Fr. Lentner schreibt in seinen »Geschichten aus den

Bergen«: »Die Zeit ist nicht mehr ferne, wo das Märchen

selbst zum Märchen geworden sein wird und

man sich erzählt, daß es Sagen gegeben habe. Seit

ihre Überlieferung eine schriftliche geworden ist, geriet

ihr eigentlicher Lebenssaft ins Stocken; – das

Lesen macht den Erzähler überflüssig; dabei verstummen

aber auch die letzten Wissenden und dem, der

nicht liest, geht sein lebendes Buch verloren, dessen

Inhalt gewiß nicht einmal vollständig gerettet wurde

ins Gedruckte. Der deutsche Bauer unserer Tage, trotz

seiner Schulkünste, um wieviel weniger weiß er nicht

von jenen Geschichten, Schnurren, Sprüchen und

Märchen, die ihm in erfreulicher, leichtfaßlicher Form

eine Menge leichtfaßlicher Lehrsätze, nutzbare Moral

und echte Volksweisheit an die Hand gaben? – Je seltener

ein wirklicher Geschichten- und Sagenbesitz

beim Landvolk geworden, desto schätzbarer ist das

Wenige, was einzelne Gegenden unter manchen äußeren

und inneren Begünstigungen noch heute bei frischem

Leben erhalten haben.«

Was in dieser Stelle einer meiner geehrtesten

Freunde im Jahr 1851 niederschrieb, schwebte mir

vor, als ich im Jahre 1843 meine Sammlung der

Sagen, Märchen, Volkssprüche etc. begann. Mein

herrliches Vaterland schien mir einer der gesegneten

Winkel zu sein, in dem noch mancher Schatz ruht, der

anderswo nicht mehr zu finden ist. Die echte Volkspoesie

klingt noch in den Bergen und Sagen, die in

andern Ländern lange schon verschollen sind, tönen

noch in unsern von Eisgebirgen umfriedeten Tälern.

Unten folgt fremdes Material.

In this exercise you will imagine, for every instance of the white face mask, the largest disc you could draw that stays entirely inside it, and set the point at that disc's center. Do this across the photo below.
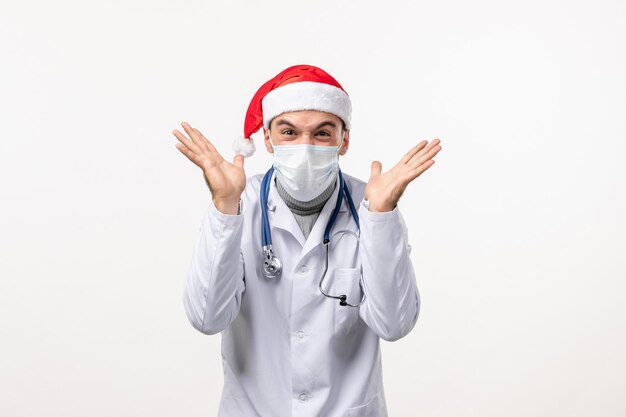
(305, 171)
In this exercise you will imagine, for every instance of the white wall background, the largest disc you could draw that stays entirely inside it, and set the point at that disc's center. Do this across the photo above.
(519, 229)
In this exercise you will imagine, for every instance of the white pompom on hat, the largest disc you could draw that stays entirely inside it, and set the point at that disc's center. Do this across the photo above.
(300, 87)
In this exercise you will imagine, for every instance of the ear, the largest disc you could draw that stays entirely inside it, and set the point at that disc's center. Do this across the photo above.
(346, 142)
(268, 144)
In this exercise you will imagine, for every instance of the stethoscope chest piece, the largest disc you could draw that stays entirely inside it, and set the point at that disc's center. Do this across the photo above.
(272, 267)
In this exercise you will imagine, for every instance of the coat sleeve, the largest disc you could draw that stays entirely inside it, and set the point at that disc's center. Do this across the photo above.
(392, 301)
(215, 280)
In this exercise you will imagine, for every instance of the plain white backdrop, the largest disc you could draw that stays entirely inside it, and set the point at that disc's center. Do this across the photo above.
(518, 230)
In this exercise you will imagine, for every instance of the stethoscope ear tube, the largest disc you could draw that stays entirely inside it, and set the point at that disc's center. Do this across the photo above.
(272, 266)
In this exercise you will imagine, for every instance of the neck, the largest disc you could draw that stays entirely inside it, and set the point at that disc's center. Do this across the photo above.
(304, 208)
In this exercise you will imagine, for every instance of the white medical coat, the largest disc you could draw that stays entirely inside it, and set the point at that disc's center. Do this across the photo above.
(286, 349)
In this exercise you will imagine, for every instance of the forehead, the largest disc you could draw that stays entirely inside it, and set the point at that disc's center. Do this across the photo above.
(306, 119)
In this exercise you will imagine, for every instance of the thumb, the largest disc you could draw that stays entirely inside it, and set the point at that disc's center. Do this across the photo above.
(238, 161)
(376, 168)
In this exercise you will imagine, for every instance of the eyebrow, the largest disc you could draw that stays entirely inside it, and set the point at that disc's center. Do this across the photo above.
(325, 123)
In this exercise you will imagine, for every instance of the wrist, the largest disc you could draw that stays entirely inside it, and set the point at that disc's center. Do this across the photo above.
(227, 206)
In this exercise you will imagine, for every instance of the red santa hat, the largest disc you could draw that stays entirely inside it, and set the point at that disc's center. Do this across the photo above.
(300, 87)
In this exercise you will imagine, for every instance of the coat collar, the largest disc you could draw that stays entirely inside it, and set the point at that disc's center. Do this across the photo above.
(281, 217)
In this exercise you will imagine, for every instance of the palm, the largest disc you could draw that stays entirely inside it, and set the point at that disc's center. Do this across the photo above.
(225, 180)
(384, 190)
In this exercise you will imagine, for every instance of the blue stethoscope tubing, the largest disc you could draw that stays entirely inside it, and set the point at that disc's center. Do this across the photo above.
(271, 264)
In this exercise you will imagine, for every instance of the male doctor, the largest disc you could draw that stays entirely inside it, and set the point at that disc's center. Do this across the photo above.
(304, 269)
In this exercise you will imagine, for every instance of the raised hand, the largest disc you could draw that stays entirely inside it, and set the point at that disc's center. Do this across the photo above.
(384, 190)
(225, 180)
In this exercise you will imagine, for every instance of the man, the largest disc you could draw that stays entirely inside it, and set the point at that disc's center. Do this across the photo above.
(301, 308)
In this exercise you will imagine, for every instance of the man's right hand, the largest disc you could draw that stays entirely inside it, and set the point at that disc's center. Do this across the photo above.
(225, 180)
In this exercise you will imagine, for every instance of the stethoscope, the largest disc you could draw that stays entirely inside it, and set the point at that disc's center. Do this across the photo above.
(272, 266)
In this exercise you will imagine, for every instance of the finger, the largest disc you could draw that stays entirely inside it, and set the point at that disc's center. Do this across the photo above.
(376, 169)
(188, 153)
(238, 161)
(185, 141)
(413, 152)
(420, 158)
(420, 169)
(206, 141)
(193, 135)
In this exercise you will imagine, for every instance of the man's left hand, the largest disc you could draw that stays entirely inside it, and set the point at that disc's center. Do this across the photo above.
(384, 190)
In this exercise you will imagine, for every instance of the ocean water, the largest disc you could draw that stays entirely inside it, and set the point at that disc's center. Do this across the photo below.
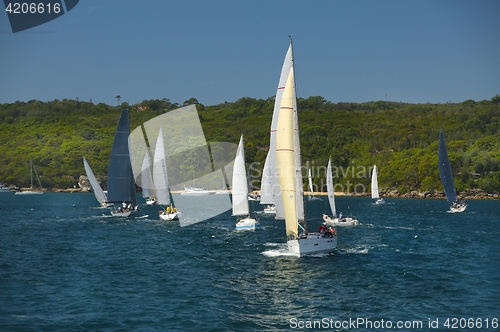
(66, 265)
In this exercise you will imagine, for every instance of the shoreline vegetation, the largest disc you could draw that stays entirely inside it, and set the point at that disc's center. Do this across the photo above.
(400, 138)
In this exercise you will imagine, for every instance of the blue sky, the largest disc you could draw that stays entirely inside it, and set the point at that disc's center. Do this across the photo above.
(217, 50)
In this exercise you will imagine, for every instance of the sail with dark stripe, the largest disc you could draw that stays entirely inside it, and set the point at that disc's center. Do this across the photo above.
(121, 185)
(445, 170)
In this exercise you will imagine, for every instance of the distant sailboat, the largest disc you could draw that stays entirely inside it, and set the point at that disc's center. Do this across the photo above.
(147, 181)
(121, 184)
(290, 180)
(239, 192)
(270, 195)
(447, 177)
(98, 192)
(160, 180)
(375, 193)
(31, 191)
(340, 220)
(311, 188)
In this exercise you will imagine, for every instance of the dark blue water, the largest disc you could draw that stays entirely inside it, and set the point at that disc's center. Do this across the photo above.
(66, 265)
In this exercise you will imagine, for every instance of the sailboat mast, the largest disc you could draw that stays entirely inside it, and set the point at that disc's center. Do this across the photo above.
(31, 172)
(298, 163)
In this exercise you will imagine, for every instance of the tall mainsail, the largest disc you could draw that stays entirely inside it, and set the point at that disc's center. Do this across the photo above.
(375, 193)
(239, 187)
(121, 184)
(445, 170)
(285, 158)
(329, 188)
(270, 193)
(160, 178)
(146, 178)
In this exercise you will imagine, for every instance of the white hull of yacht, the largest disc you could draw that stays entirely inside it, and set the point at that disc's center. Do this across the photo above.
(458, 209)
(123, 213)
(270, 210)
(169, 216)
(337, 222)
(312, 244)
(248, 223)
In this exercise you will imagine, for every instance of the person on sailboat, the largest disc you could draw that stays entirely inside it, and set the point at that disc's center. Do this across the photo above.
(322, 228)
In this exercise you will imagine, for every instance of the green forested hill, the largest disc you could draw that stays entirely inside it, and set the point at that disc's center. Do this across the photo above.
(400, 138)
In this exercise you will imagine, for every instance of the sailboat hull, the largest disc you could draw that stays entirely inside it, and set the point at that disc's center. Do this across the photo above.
(460, 208)
(312, 244)
(169, 216)
(119, 213)
(247, 224)
(336, 222)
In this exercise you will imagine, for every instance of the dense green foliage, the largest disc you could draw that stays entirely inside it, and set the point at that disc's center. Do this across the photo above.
(400, 138)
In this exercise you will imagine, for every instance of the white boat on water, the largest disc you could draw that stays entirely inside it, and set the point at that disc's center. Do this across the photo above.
(4, 189)
(195, 191)
(447, 177)
(375, 193)
(121, 184)
(160, 181)
(300, 241)
(99, 194)
(240, 192)
(31, 190)
(270, 209)
(311, 188)
(334, 220)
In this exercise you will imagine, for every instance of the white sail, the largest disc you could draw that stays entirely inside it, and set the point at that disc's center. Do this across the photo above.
(329, 188)
(285, 158)
(98, 192)
(374, 183)
(160, 178)
(270, 184)
(146, 178)
(266, 188)
(240, 184)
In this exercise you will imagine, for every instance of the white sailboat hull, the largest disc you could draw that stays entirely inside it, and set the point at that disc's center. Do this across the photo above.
(247, 224)
(270, 209)
(458, 209)
(151, 201)
(337, 222)
(311, 244)
(120, 213)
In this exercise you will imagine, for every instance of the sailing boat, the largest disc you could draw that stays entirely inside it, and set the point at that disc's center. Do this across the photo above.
(290, 180)
(147, 181)
(240, 192)
(121, 184)
(340, 220)
(98, 192)
(31, 191)
(447, 177)
(160, 180)
(311, 188)
(269, 191)
(375, 193)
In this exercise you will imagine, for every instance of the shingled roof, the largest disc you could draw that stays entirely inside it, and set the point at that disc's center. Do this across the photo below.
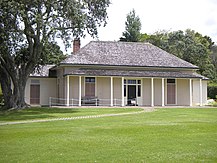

Wie sich in unsern Dialekten mittelalterliche Formen

und Redensarten, die wir in den mittelhochdeutschen

Dichtungen lieb gewonnen haben, zahlreich

wieder finden, so wandern noch häufig Sagen und

Märchen im Munde des Volkes, die mit den Götterund

Heldensagen unserer Vorfahren in engster Verwandtschaft

stehen und auf manche dunkle Stelle unserer

alten Dichtungen helle Schlaglichter werfen.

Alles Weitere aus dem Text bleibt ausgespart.